On May 31, 2026, Abelardo de la Espriella — a 47-year-old criminal defense lawyer from Montería who had never held elected office — topped Colombia's presidential first round with 43.7% of the vote . His closest rival, leftist senator Iván Cepeda, took 40.9%. Third-place finisher Paloma Valencia of the Democratic Centre party won 6.9%, and the remaining ten candidates split the rest . The two frontrunners now face a June 21 runoff that could redefine Colombia's security policy, its relationship with the United States, and its standing among Latin American democracies.
The Numbers in Context
De la Espriella's 43.7% first-round share is historically strong. In 2022, Gustavo Petro — who went on to win the presidency — took 40.3% in the first round, with runner-up Rodolfo Hernández at 28.1% . Voter turnout in 2026 reached approximately 58%, up from 54.9% in the 2022 first round, suggesting heightened public engagement rather than apathy .

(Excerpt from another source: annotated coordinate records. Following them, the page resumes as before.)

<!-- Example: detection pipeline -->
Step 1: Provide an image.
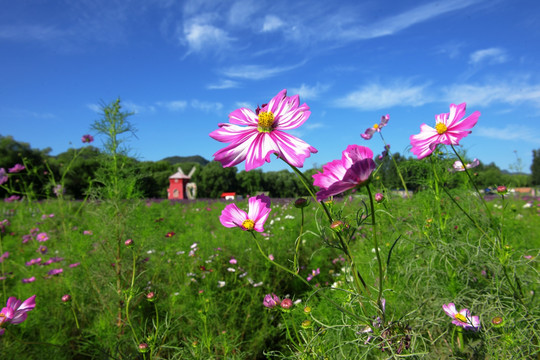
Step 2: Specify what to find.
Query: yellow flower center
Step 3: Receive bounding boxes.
[242,219,255,230]
[435,123,448,135]
[257,111,274,132]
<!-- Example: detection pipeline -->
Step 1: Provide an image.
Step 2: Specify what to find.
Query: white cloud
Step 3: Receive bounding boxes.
[184,23,234,52]
[443,81,540,107]
[335,83,430,110]
[0,25,64,41]
[288,82,330,100]
[469,48,508,64]
[223,62,304,80]
[191,100,223,112]
[262,15,285,32]
[206,80,239,90]
[473,124,540,144]
[156,100,187,111]
[339,0,479,40]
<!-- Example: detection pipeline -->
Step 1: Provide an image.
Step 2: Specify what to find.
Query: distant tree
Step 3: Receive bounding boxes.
[0,135,51,197]
[197,161,235,198]
[531,149,540,186]
[236,169,265,195]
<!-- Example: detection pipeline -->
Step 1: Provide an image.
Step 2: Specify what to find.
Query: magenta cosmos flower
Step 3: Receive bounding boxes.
[443,303,480,331]
[219,195,271,232]
[0,295,36,335]
[360,115,390,140]
[448,159,480,172]
[8,164,25,173]
[81,134,94,144]
[210,90,317,171]
[313,145,377,201]
[410,103,480,159]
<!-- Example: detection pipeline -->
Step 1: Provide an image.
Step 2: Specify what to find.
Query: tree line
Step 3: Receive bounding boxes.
[0,135,540,199]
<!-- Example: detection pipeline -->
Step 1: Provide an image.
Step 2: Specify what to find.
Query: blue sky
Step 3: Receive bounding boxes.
[0,0,540,172]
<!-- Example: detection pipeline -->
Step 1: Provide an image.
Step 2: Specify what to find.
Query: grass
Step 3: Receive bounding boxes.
[0,190,540,359]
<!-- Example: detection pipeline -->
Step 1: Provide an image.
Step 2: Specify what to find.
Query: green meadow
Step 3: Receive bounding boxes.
[0,188,540,359]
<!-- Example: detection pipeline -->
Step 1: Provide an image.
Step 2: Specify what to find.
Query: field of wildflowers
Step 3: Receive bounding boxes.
[0,90,540,359]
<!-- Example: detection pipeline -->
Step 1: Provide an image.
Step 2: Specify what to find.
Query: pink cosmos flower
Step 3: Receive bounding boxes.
[219,195,271,232]
[443,303,480,331]
[81,134,94,144]
[448,159,480,172]
[0,295,36,335]
[8,164,25,173]
[360,115,390,140]
[313,145,377,201]
[36,233,49,242]
[263,293,281,309]
[210,90,317,171]
[410,103,480,159]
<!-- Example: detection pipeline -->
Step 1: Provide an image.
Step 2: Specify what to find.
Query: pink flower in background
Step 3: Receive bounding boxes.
[0,295,36,327]
[360,115,390,140]
[4,195,21,202]
[8,164,25,174]
[313,145,377,201]
[263,293,281,309]
[443,303,480,331]
[36,233,49,242]
[81,134,94,144]
[210,90,317,171]
[448,159,480,172]
[410,103,480,159]
[219,195,271,232]
[0,168,8,185]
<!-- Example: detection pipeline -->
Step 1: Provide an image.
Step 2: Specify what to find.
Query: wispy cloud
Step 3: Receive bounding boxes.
[206,79,240,90]
[262,15,285,32]
[222,62,304,80]
[156,100,187,111]
[474,124,540,144]
[289,82,330,100]
[442,80,540,108]
[184,23,234,53]
[190,100,223,112]
[469,48,508,65]
[335,81,433,110]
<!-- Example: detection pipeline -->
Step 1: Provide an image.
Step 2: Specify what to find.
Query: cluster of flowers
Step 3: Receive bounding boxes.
[0,295,36,335]
[210,90,486,330]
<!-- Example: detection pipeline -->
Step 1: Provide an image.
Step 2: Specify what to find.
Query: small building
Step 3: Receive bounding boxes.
[167,167,196,200]
[221,193,236,200]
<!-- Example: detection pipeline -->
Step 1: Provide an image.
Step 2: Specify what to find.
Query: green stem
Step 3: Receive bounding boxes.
[250,231,364,321]
[366,184,384,321]
[379,132,409,198]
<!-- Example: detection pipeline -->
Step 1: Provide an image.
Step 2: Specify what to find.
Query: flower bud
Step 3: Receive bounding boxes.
[263,293,280,309]
[294,198,309,209]
[281,298,293,310]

The narrow 2.8-percentage-point gap between de la Espriella and Cepeda marks the tightest first-round margin in recent Colombian history. Early returns revealed a sharp geographic divide: Cepeda led in Bogotá and along the Atlantic and Pacific coasts, while de la Espriella dominated inland departments and mid-sized cities . His coalition drew heavily from voters over 35, rural communities, and lower-income Colombians who told pollsters that security was their top concern .
Who Is 'El Tigre'?
De la Espriella grew up in northern Colombia and built a lucrative legal career defending high-profile clients, including former President Álvaro Uribe and Alex Saab, a U.S.-indicted money launderer with ties to Venezuela's ousted president Nicolás Maduro . He made his fortune across a portfolio that includes alcohol brands, cattle ranching, construction, real estate, and a restaurant in Miami .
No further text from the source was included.